The foundation is in place for York Hospital to become the preferred choice for the health care needs of our community, and destination for the best in medicine to share their expertise and knowledge. Our physicians, caregivers and I, are all committed to earning the trust of every patient, every day. We believe that a thriving hospital is the bedrock of a thriving community. As I step into my new role as president and CEO, I commit eagerly and with passion to work toward the success of both.

Patrick A. Taylor, MD
President and CEO
York Hospital

Maine should be more like Florida

To the editor,

I just returned from a vacation in America — probably better known as the State of Florida. Or more accurately, America the way it used to be.

In New England, you might be forgiven for believing that Florida is like an irresponsible, wild-west. But is it really?

My observations are anecdotal, but after a year of living under the tyrannical rule of just one branch of Maine government, even I was surprised at the vast differences.

Right away, you’ll notice that people are happier — much happier. (An aside: some people in Maine have every right to not be happy — mostly the business owners being purposely bankrupt.)

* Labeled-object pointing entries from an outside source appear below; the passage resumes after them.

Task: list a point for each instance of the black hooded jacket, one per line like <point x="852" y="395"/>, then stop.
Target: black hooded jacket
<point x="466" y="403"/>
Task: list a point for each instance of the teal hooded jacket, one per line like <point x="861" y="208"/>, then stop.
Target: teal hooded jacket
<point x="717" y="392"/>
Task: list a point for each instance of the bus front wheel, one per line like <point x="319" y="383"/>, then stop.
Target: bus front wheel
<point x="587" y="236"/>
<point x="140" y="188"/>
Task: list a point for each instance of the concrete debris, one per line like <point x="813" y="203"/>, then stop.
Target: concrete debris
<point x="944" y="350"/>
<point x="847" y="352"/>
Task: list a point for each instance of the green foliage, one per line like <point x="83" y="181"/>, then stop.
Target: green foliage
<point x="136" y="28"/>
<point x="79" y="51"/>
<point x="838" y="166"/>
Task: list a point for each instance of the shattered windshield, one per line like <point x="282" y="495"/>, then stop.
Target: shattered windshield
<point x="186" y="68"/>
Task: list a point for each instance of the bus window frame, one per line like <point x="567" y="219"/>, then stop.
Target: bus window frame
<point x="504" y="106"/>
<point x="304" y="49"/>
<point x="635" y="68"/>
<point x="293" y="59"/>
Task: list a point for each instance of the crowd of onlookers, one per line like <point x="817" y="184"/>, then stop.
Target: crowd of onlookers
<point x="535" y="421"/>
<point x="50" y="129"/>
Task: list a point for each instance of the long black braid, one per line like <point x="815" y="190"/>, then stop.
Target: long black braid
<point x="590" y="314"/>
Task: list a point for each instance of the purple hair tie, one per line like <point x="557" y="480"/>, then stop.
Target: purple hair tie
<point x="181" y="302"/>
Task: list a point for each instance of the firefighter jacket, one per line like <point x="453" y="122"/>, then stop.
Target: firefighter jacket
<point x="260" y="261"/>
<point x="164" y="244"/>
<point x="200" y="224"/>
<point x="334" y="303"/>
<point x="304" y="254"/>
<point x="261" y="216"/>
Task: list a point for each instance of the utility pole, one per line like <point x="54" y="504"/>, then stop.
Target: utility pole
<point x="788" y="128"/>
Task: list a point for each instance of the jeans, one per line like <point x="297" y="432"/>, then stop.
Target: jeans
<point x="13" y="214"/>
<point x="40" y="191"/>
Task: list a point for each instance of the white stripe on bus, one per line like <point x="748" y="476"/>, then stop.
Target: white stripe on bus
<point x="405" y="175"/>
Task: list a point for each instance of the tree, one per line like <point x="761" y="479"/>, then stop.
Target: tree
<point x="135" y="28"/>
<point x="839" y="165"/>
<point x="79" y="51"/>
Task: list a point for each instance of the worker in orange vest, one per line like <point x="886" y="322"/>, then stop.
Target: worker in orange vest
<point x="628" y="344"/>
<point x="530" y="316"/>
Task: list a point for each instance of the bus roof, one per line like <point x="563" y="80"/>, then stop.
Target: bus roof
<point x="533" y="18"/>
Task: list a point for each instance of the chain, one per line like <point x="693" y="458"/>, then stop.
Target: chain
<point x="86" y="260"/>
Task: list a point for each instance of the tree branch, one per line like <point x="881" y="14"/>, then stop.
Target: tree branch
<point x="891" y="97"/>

There is no tension in the air. I didn’t see government-induced fear in the eyes of single person. Few people seem to spend their days worrying about what everyone else is doing. Few cared if you wear a mask or not. Few cared if you were closer than 6’ to them. Business in Florida seems to be doing quite well.

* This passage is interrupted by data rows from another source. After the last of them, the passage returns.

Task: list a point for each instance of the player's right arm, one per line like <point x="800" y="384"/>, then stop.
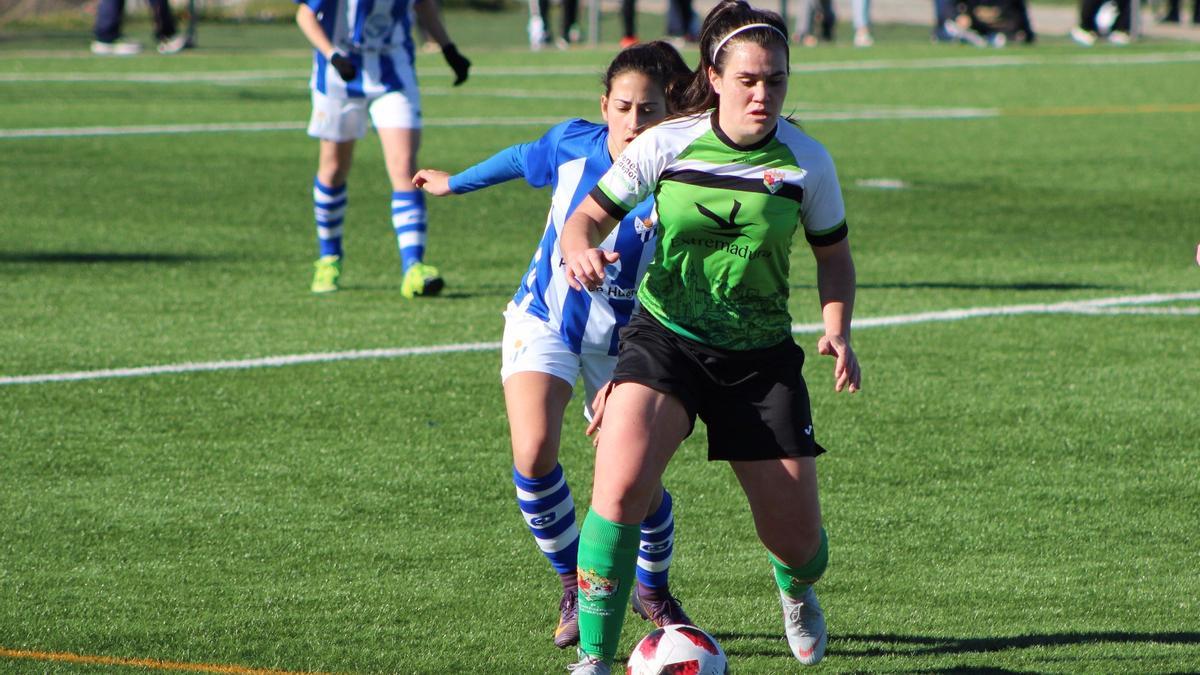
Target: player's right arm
<point x="498" y="168"/>
<point x="535" y="161"/>
<point x="306" y="18"/>
<point x="582" y="234"/>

Not that anyone was acting irresponsibly. On average, I noticed that 60-70 percent of people wore a mask. They just didn’t feel a need to tell someone else what to do.

There was an implicit respect for people’s rights and opinions. You can’t say the same about Maine.

Upon entering a business, you might see signs such as “Masks Requested” or “Please Consider Wearing a Mask”. Much different from the “no mask, no service, if you don’t obey, we’ll shame you, call the police and the government will punish you” approach of Maine government.

There was a much larger selection of local news channels and rarely did they lead each newscast with the doom and gloom we are so familiar with in Maine. Mostly, they just reported what happened without putting the fear of Allah into people. As a result, I didn’t observe a single instance of someone wearing a mask inside a car, alone.

One thing Maine and Florida do have in common is that it’s nearly impossible to buy decent firearms and ammunition in either place. Evidence that normal, red-blooded Americans have a prescient wisdom, regardless of where they live.

Driving back to Maine, it felt like traveling from West Berlin back to East Berlin during the Cold War.